Monorail: What you said

Would you support the Sydney monorail being brought to Newcastle?

Phil Moody, 44, of Metford

Considering people [in Sydney] complain about it being an eyesore I don’t see that it would be any better than the existing railway line, so, in a way, probably no, I’d say leave the railway line as it is. It [the monorail] is no better than what we’ve got.

Kerry Sweetnam, 47,  of Lake Munmorah

Yes, I think it would be much quicker and easier for everybody and if it was quicker for me to get here I would probably catch a train, and if it was more reliable.

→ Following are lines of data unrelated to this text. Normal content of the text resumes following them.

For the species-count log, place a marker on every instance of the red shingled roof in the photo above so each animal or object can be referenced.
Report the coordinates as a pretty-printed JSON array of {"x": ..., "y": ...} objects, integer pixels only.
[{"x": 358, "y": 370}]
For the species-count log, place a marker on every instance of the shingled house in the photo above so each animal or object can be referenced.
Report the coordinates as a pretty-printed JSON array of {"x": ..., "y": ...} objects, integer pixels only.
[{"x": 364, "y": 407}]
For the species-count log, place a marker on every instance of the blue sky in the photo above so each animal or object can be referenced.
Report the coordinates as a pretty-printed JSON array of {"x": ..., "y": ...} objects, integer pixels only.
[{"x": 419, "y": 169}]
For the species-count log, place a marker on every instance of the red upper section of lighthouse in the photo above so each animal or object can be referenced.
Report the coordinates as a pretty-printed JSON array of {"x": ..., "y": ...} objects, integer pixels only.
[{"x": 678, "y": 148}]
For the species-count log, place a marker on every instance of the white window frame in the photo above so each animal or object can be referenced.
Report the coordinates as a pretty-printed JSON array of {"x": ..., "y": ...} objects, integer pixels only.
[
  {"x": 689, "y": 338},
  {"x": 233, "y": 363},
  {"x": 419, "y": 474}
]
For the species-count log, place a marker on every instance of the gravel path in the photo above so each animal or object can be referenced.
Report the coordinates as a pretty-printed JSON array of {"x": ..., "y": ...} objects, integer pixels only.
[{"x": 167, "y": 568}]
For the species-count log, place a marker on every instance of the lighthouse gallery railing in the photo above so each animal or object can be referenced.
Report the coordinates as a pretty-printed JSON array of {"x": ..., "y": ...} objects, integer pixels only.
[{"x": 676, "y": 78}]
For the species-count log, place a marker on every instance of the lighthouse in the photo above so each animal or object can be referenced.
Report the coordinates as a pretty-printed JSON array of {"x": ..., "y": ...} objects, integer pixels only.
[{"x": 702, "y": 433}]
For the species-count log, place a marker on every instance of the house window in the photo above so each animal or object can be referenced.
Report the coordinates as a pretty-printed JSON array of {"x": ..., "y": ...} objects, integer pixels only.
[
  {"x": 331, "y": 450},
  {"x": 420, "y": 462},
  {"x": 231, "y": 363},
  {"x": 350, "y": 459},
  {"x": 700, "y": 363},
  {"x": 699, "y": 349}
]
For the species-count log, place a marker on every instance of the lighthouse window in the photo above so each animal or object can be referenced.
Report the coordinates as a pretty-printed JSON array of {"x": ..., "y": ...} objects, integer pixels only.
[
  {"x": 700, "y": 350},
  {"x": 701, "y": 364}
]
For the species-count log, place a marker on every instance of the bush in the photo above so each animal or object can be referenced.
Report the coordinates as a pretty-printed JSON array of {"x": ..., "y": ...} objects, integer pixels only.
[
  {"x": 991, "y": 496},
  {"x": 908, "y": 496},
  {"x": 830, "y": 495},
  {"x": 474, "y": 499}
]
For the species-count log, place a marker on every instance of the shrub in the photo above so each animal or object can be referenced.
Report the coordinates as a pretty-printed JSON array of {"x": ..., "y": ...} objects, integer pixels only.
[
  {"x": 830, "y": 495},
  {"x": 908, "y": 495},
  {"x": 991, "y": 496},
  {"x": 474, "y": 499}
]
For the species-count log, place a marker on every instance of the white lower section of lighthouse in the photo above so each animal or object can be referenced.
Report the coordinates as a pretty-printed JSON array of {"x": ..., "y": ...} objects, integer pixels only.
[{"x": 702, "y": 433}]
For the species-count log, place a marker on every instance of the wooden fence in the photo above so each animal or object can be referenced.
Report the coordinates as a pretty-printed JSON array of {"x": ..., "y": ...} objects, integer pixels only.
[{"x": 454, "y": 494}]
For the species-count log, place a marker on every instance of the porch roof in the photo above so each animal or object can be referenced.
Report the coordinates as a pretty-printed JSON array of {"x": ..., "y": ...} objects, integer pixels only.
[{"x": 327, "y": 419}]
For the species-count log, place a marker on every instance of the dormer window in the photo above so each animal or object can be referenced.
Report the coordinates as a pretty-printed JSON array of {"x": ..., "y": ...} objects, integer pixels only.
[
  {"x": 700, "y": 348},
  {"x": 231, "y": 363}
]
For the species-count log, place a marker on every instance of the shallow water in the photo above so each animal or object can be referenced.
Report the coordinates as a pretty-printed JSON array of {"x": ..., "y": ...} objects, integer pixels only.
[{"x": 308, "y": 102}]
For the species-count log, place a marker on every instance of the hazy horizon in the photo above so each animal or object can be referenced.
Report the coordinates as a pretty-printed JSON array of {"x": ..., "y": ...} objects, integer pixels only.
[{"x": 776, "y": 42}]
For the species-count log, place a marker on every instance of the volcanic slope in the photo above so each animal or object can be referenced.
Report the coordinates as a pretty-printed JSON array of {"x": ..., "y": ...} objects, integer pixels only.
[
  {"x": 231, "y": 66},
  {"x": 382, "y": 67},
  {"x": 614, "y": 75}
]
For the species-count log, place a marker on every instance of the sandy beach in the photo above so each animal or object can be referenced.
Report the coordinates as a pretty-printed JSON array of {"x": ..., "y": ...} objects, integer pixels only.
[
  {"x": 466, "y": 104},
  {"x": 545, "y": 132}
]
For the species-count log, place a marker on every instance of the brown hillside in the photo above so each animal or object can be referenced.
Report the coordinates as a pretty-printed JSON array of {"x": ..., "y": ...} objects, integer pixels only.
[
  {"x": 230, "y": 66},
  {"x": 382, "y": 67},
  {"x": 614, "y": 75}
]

Jeffrey Noble,  71, of Cooks Hill

Yes. All these new restaurants and cafes they’ve just opened up here, they’re bringing more people into here, and at the weekends the foreshore is packed, and the council is making thousands of dollars out of parking.

Rhiannon Rene, 24, of Newcastle

Sure. Would it be free do you think, like the buses are? I think it could be good. If I had family that hadn’t seen Newcastle I would get them on it.

Greg Hyslop, 41, of Speers Point

If you were getting rid of the train line? Absolutely. Because that train line has stifled development in Newcastle forever. They originally built the Newcastle retail district too long, it needed to be more condensed, and that was because the train line caused it to stretch, rather than centering it around here [the centre of the Hunter Street mall]. I think it would just open the development right through to the harbour. That’s  a great place for a train line for a working port, it’s a lousy place for a train line in a commercial city.

Michael Dowson, 54, of Sydney

Put down a tick from me ... As long as they get the connections organised well, so there’s always something waiting for you at the end of the train, where you can jump on and go wherever you need to go, that would be a brilliant solution. But having a heavy gauge rail into the centre of town, that’s not necessary. What you really need is step on, step off kind of transport, around the Newcastle CBD, so it’s really easy for people to get where they want to go within the CBD.

Sam Barrett, 32, of Maryland

Yes. Newcastle is a pretty nice place overall, it’s a nice city centre, it would be good to get more people in here with better transport. We need transport, definitely, into the heart of the city for older people, surfers, family, you’ve got to have some way of getting around, and it might be less disruptive to traffic. Parking around here sucks so I might use it. 

Linda Harrison, 53, of Stockton

That’s an interesting thought, it sounds like a good idea. I think a lot of people have been complaining about how they’re going to get from Wickham into the city [if the railway line is removed]. It sounds like a good plan.

Stuart Gray, 31, of Cooks Hill

Do I support it? Yes, but I’ll tell you what will happen is the state government will spend $60million ripping up the railway line, sell it off as high-rise space, make about $300million for selling the land and they won’t give us the monorail at all because despite the fact that $100million in coal royalties go down the highway every single day from us loading ships, they’re to pay for Sydney skyscrapers, not Newcastle infrastructure, that’s why they only replaced the red rattlers 10 years ago.

Anjali Mukherjee, 48, of Newcastle

The heavy rail must stay. Why do we have to be the only city in the world that doesn’t have a railway [line] that goes straight into town. I live in town and I take the train to Sydney. They are building more and more flats in the city and people want to be able to go into Sydney on that train. Backpackers come into the city on that train. I mean people with cars just don’t realise. It’s only because it’s Newcastle that they think they can stomp all over us and they just want the property saved. It’s pure greed.